The evenings at Balule are always intensely peaceful, which is in contrast to the flurry of activity that precedes them when night starts to fall. The swallows are returning to their nests, and the hippos are snorting at one another, presumably discussing how awesome the Olifants river area is. You get to appreciate this here because like I said earlier, it's so perfectly isolated.
We opted to skip the afternoon drive this day and enjoyed the patrolling hyena who seem to still be conditioned to wait for a cheap meal. Evenings can be a bit shorter here, as there are no lights, only the paraffin lamps, so we wanted to make the most of it. Our head torches were dug out of the bags and they gave just enough light to ensure we never burned the braai meat or knocked over our flimsy camping wine glasses.
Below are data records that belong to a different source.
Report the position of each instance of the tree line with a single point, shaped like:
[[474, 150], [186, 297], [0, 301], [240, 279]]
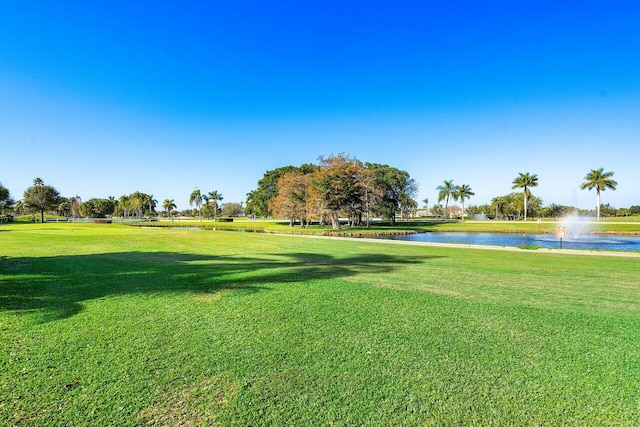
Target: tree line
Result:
[[337, 187]]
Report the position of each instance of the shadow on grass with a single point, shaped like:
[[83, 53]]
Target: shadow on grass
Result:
[[57, 286]]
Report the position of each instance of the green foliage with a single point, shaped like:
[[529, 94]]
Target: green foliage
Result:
[[396, 188], [231, 209], [600, 180], [97, 208], [6, 202], [137, 205], [258, 200], [41, 197], [122, 326]]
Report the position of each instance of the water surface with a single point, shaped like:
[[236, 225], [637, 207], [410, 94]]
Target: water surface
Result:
[[587, 242]]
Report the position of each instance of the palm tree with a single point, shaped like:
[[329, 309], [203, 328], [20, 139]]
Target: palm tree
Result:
[[169, 205], [499, 203], [444, 193], [600, 181], [214, 197], [196, 199], [462, 192], [524, 181]]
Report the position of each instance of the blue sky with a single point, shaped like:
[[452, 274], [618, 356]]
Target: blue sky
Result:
[[105, 98]]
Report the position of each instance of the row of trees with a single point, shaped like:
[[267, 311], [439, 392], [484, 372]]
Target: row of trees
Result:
[[339, 186], [514, 205]]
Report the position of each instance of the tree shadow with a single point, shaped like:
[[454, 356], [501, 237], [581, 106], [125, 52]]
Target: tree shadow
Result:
[[56, 287]]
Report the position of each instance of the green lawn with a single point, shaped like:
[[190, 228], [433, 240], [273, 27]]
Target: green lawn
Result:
[[113, 325]]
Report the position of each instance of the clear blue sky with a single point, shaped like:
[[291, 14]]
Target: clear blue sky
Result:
[[104, 98]]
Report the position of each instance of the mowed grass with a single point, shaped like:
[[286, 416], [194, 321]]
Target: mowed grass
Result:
[[112, 325]]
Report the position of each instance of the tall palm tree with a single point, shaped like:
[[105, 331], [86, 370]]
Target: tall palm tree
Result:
[[600, 181], [462, 192], [444, 193], [196, 199], [525, 181], [169, 205], [213, 198]]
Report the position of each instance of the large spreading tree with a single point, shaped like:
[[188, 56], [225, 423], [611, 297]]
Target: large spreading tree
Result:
[[462, 192], [41, 197], [195, 198], [445, 192], [340, 186], [599, 180]]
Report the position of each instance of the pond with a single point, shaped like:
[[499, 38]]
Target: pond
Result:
[[587, 242]]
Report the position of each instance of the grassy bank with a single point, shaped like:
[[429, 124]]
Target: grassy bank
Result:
[[113, 325], [402, 227]]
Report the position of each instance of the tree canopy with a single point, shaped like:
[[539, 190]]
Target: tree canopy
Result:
[[6, 202], [98, 208], [339, 186], [600, 180], [41, 197], [525, 181]]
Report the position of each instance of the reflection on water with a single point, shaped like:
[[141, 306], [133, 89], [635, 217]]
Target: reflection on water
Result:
[[591, 242]]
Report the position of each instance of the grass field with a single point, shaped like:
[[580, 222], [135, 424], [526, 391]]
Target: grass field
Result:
[[113, 325]]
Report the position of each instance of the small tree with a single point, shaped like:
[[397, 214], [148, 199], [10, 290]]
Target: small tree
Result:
[[599, 180], [6, 202], [462, 192], [445, 191], [525, 181], [41, 197], [231, 209]]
I was just reminded about an amusing thing that hapenned to us while braaing. All of a sudden someone from another bungalow rushed up to us (in the pitch dark) and put his meat on our braai, without even introducing himself ;| We were all sitting there in a bit of disbelief while he casually explained his fire is going out and he needs to bbq his chicken. This all seemed completely normal to him. Welcome to Kruger you crazy Canadian.
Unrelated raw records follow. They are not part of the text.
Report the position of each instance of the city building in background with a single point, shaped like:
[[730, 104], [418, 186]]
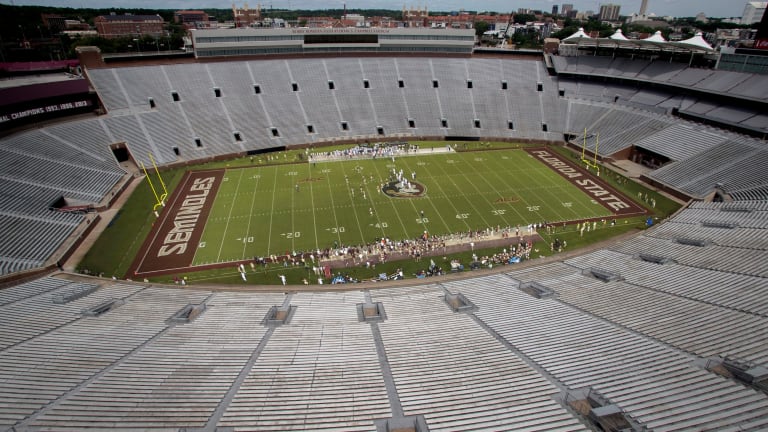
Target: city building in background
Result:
[[753, 12], [114, 26]]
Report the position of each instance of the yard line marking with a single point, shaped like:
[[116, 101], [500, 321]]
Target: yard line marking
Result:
[[357, 218], [226, 225], [392, 203], [468, 181], [490, 187], [333, 207], [538, 186], [439, 186], [272, 214], [312, 203], [250, 214], [432, 204]]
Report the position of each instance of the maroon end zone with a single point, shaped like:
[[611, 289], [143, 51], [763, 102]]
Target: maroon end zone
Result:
[[613, 200], [173, 240]]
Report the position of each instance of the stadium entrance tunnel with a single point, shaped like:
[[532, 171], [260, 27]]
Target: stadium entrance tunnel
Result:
[[69, 205], [460, 138], [265, 151], [121, 153]]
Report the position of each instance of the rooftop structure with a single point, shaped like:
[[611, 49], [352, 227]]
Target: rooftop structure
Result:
[[240, 42], [114, 26]]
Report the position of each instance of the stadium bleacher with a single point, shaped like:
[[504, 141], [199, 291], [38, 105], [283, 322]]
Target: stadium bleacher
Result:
[[687, 293], [649, 345]]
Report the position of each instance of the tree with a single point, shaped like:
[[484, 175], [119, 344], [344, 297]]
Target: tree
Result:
[[481, 27]]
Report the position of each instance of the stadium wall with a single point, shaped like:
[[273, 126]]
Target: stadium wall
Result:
[[44, 101]]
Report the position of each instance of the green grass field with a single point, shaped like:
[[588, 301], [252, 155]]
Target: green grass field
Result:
[[258, 211]]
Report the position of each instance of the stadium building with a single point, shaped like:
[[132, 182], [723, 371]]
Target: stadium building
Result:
[[331, 41], [663, 329]]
Morning came and at 4:30 we were out of the camp again, and if you don't know Balule, please be careful of the electric wire at perfect height on the gate. My father has amusingly (for me) shocked himself when coming back into the camp on a previous trip.
The Mopani trees dominate a fair bit of the vegetation to the immediate north of Olifants, and in summer can make viewing anything deeper than 10m into the bush, quite tricky. It's also not the favourite meal of a lot of your antelope you'll encounter further south, so you really need to be on top of your game.
We spent some time at the lookout on the S44 Letaba River Road enjoying the waterbuck down below and the hippos grunting in the distance.
We saw some beautiful Kudu bachelor herds, which as I mentioned earlier, always deserve a second look and a photo.
By the time we returned to camp, we were the only ones there. Our Canadian friend had excused himself without so much as a goodbye

. We proceeded to move the tables around like we owned the place, and soon had our own breakfast preparation area setup next to the fence, which was right alongside the river.
My wife ambitiously tried to cook us pancakes in our Skottel for breakfast. Well, they were definitely 'bush' pancakes, 'blackened' on one side and a bit doughy on the other. I blame our equipment.

A standard skottel pan is actually a flawed design, why could they not have made the pan flat, like a frying pan. Problem solved. We had the local hyena patrol accompanying us while we enjoyed out breakfast Savannah's.
See you again Balule, especially your wonderful camp staff and your hyenas!